Blessed is he who has acquired a wealth of divine wisdom, but miserable he in whom there rests a dim opinion concerning the gods.

Empedocles (c. 490 BC – c. 430 BC) was a poet and pre-Socratic philosopher from the Greek colony of Agrigentum in Sicily.



Sourced

The Fragments

Quotations are cited from Arthur Fairbanks (ed. and trans.) The First Philosophers of Greece (London: Kegan Paul, Trench, Trübner, 1898).

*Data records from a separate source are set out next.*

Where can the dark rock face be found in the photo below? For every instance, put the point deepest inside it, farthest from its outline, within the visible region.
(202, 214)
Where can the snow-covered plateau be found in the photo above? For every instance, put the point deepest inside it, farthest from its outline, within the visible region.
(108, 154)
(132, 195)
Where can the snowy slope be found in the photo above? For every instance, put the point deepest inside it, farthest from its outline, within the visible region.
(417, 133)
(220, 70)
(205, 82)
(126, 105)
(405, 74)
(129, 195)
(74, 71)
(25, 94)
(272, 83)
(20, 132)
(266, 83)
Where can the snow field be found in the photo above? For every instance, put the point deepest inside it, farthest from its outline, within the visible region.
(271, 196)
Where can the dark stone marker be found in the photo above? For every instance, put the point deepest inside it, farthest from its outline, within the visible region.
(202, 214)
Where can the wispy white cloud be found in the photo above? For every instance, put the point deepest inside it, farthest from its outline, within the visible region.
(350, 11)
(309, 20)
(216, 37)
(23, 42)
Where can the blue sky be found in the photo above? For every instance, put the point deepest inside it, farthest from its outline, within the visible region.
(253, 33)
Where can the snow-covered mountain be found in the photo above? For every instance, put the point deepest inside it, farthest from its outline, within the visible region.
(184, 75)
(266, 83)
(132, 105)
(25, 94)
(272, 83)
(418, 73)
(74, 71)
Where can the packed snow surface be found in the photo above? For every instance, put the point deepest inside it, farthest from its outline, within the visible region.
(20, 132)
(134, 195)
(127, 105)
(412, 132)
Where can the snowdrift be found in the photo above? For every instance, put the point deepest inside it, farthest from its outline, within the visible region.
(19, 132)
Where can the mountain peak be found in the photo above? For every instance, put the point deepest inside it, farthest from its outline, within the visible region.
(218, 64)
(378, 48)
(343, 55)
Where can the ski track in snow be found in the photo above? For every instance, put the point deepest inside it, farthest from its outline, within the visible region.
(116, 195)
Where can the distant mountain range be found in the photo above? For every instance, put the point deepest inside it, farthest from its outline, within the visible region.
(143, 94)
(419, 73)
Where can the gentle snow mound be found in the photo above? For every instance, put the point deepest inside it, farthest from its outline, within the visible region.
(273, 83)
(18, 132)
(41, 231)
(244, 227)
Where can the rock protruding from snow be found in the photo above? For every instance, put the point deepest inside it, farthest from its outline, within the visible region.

  • These [elements] never cease changing place continually, now being all united by Love into one, now each borne apart by the hatred engendered of Strife, until they are brought together in the unity of the all, and become subject to it.
    • Bk. 1, line 66; p. 165.
  • But come, hear my words, for truly learning causes the mind to grow. For as I said before in declaring the ends of my words: Twofold is the truth I shall speak; for at one time there grew to be the one alone out of many, and at another time it separated so that there were many out of the one; fire and water and earth and boundless height of air, and baneful Strife apart from these, balancing each of them, and Love among them, their equal in length and breadth.
    • Bk. 1, line 74; pp. 167-9.
  • The sea is the sweat of the earth.
    • Bk. 1, line 165; p. 179.
  • Blessed is he who has acquired a wealth of divine wisdom, but miserable he in whom there rests a dim opinion concerning the gods.
    • Bk. 3, line 342; p. 201.
  • There is an utterance of Necessity, an ancient decree of the gods, eternal, sealed fast with broad oaths: whenever any one defiles his body sinfully with bloody gore or perjures himself in regard to wrong-doing, one of those spirits who are heir to long life, thrice ten thousand seasons shall he wander apart from the blessed, being born meantime in all sorts of mortal forms, changing one bitter path of life for another.
    • "On Purifications", line 369; p. 205
  • For before this I was born once a boy, and a maiden, and a plant, and a bird, and a darting fish in the sea.
    • "On Purifications", line 383; p. 207.
  • This is not lawful for some and unlawful for others, but what is lawful for all extends on continuously through the wide-ruling air and the boundless light.
    • "On Purifications", line 425; p. 211.